The motives of these revisionists appear far from academic, especially considering that many ardent pro-slavery apologists like George Fitzhugh (1806-1881) relentlessly attacked capitalism. Fitzhugh claimed, quite remarkably, that the capitalist structure of professional class/non-slave labourers found in most of the North US and in parts of Europe were much more oppressive than the southern master/slave structure. He also accused capitalist of exploitation motivated by greed. While with masterful and sinister agility justified sexual assault of slaves in the South, as educational encounters.
As a consequence of overlooking the pro-slavery opposition to capitalism, also overlooked or avoided is the commentary on the competing economic systems of the North vs. South United States pre-Civil War. Instead, overwhelming attention and emphasis is given to the South and its slave economy. Resulting in a gross-generalised view of the American sentiment and commerce activity, as pro-slavery. Ta-Nehisi Coates in his essay The Case for Reparations writes, “Nearly one forth of all white Southerners owned slaves“ and yet he also concludes that “The early American economy was built on slave labour.” Side-stepping the contradiction, Coates admits, the sparseness of slavery; while positing its central role in the American economy. The other assumption being asserted, is that owning slaves resulted in wealth accrued. Certainly individual slaveowners may have become rich, however to assume that slavery had a positive impact on the national or Southern economy, or on society as a whole, would be inaccurate. The late economist Walter E. Williams observes that,
“the poorest states and regions of our country were places where slavery flourished: Mississippi, Alabama and Georgia, while the richest states and regions were those where slavery was outlawed: Pennsylvania, New York, New Jersey and Massachusetts.”

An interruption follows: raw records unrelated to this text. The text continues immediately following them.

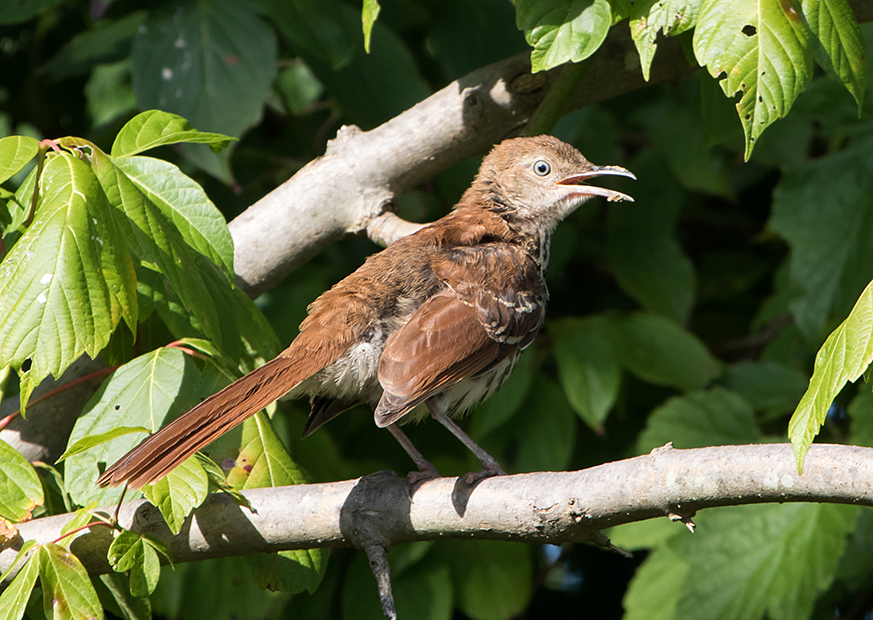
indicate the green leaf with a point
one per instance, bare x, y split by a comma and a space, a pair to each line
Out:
830, 258
153, 236
587, 369
368, 17
655, 590
256, 456
358, 88
670, 17
179, 492
20, 488
133, 552
86, 443
299, 88
767, 386
66, 587
758, 49
13, 600
562, 30
293, 571
114, 592
659, 351
644, 534
861, 416
107, 41
68, 280
746, 561
212, 63
546, 433
492, 579
716, 417
842, 358
841, 46
154, 128
15, 152
217, 588
184, 203
147, 391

The negative returns on slavery practices was not an isolated occurrence, the same provincial economic discrepancy could be found in Brazil, with its large slave population, as well as Middle Eastern/Arab countries before tapping their massive oil repositories; areas where slavery was concentrated were poorer than areas that featured no slave population. And rather than being a source of wealth, Thomas Sowell points out that the ownership of slaves, particularly those not used for commercial production, but as status symbols or domestic workers were a “drain on wealth already possessed,” in most cases. Consequently, generational wealth was not guaranteed, as antebellum Southerners were often in debt, having their plantation reclaimed by creditors, due to extravagant spending. Socially the South faced similar depressive outcomes, describe as the “…most backward region of the country,” Sowell writes. And if this economic and social stagnation could be blamed on the Civil War, it doesn’t explain the same pattern seen in countries like Brazil that fought no civil wars on the basis of slavery. To further dispel the bankrupting Civil War argument pre-Civil War Southern writer Hinton Helper wrote, “slavery, and nothing but slavery, has retarded the progress and prosperity of our portion of the Union.”

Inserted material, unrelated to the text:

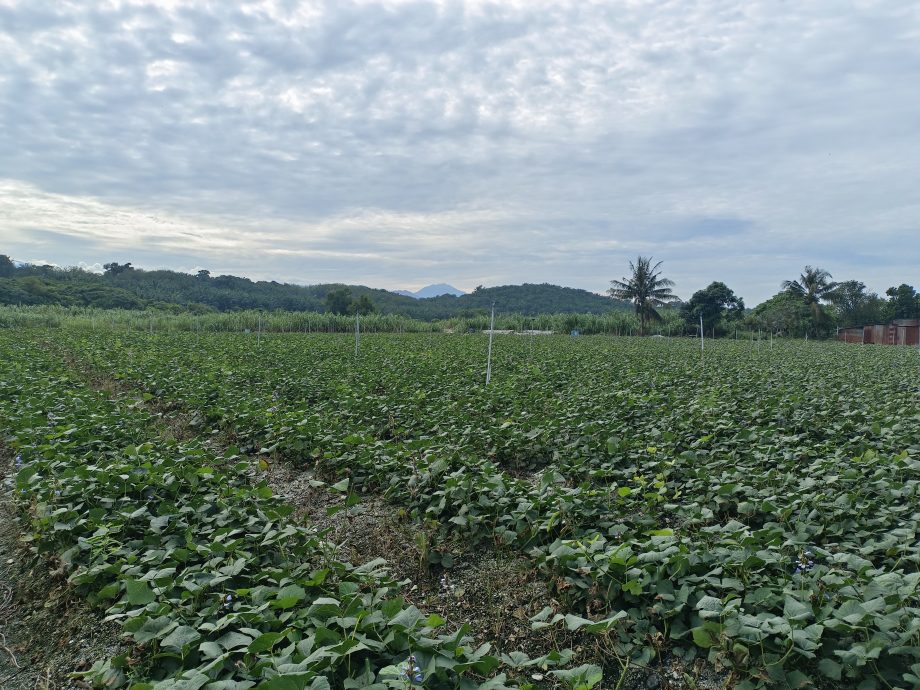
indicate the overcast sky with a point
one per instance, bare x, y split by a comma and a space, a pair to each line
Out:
397, 144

Today, that legacy has persisted, as research shows that Northeastern states continue to be wealthier than Southeastern states according to the Social, Economic and Housing Statistics Division of the census bureau (2017), p. 10.
State Responsibility and Thabiti's Biblical Argument
Acknowledging the economic conditions of the South US is pertinent, as Thabiti Anyabwile and others, have invoked the state (the political community that enforces government rules) as the entity that should shoulder the responsibility and compensatory demands. Thabiti writes,
“I’m focusing on the state as the actor owing reparations to African Americans…The state derived inestimable benefit from those laws both economically and socially. So the state, in my view, is an appropriate target for reparations advocacy.”

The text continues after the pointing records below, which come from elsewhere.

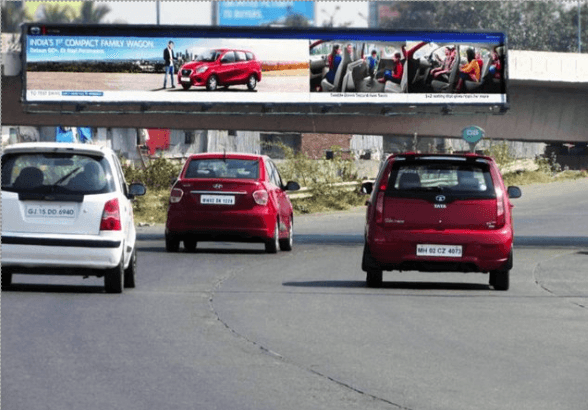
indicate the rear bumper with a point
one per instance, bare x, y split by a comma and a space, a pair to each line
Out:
482, 251
255, 225
60, 255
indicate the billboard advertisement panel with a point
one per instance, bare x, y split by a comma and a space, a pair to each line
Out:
260, 13
204, 65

Before exploring the efficacy of placing the yoke of responsibility around the neck of the state, lets tackle the Bible argument first - Thabiti’s argument is predicated on events taken from the Old Testament book of Ezra. There are three opposing observations to consider:
- the argument for reparations, in principle, taken from biblical events found in the book of Ezra (as does all the Old Testament), depicts a distinct people group (the Israelites) and their relationship with God and other nations. This distinction is an important and necessary feature in establishing and tracing the messianic blood line (Matt. 1-1). Therefore reparations given to the subsequent generations of Israelites released from Babylonian captivity, were given by a distinct people group; to a separate and distinct people group - those responsible and those receiving restitution was unequivocal. This would not be the case presently in the US, whose population consist of Eastern Europeans, Irish, Jewish, Scandinavians, Asians etc. who came after slavery had ended. And what of those whites during slavery, who didn’t own slaves? Should their progeny still be held accountable? Thabiti does select an example that seems to cover this, as there were other peoples engrafted into the Babylonian citizenry after the fact, “the peoples Beyond the River”, who contributed to the compensation. The difference is the subsequent generations of Israelites were not engrafted into Babylon like the peoples Beyond the River were - to enjoy the progress, prosperity, protection, funding, and overall benefits of the Babylonian state, as recognised citizens. In contrast, black Americans have been given full access to the fruits of American progress, as recognised citizens since the 1960's. So the question is: would the Israelites be given reparations if they were made Babylonian citizens?
- God’s principle in Ezekiel 18, on the individual existing within the collective and the spiritual and social responsibility that individual incurs, irrespective of ancestral sins, require exploration. If for nothing else, to acknowledge that there is not a singular principle applicable in the biblical understanding of compensation. Especially when considering, once again, the “innocence objection” and the specificity of the crime of slavery. “The son shall not suffer for the iniquity of the father, nor the father suffer for the iniquity of the son. The righteousness of the righteous shall be upon himself, and the wickedness of the wicked shall be upon himself.”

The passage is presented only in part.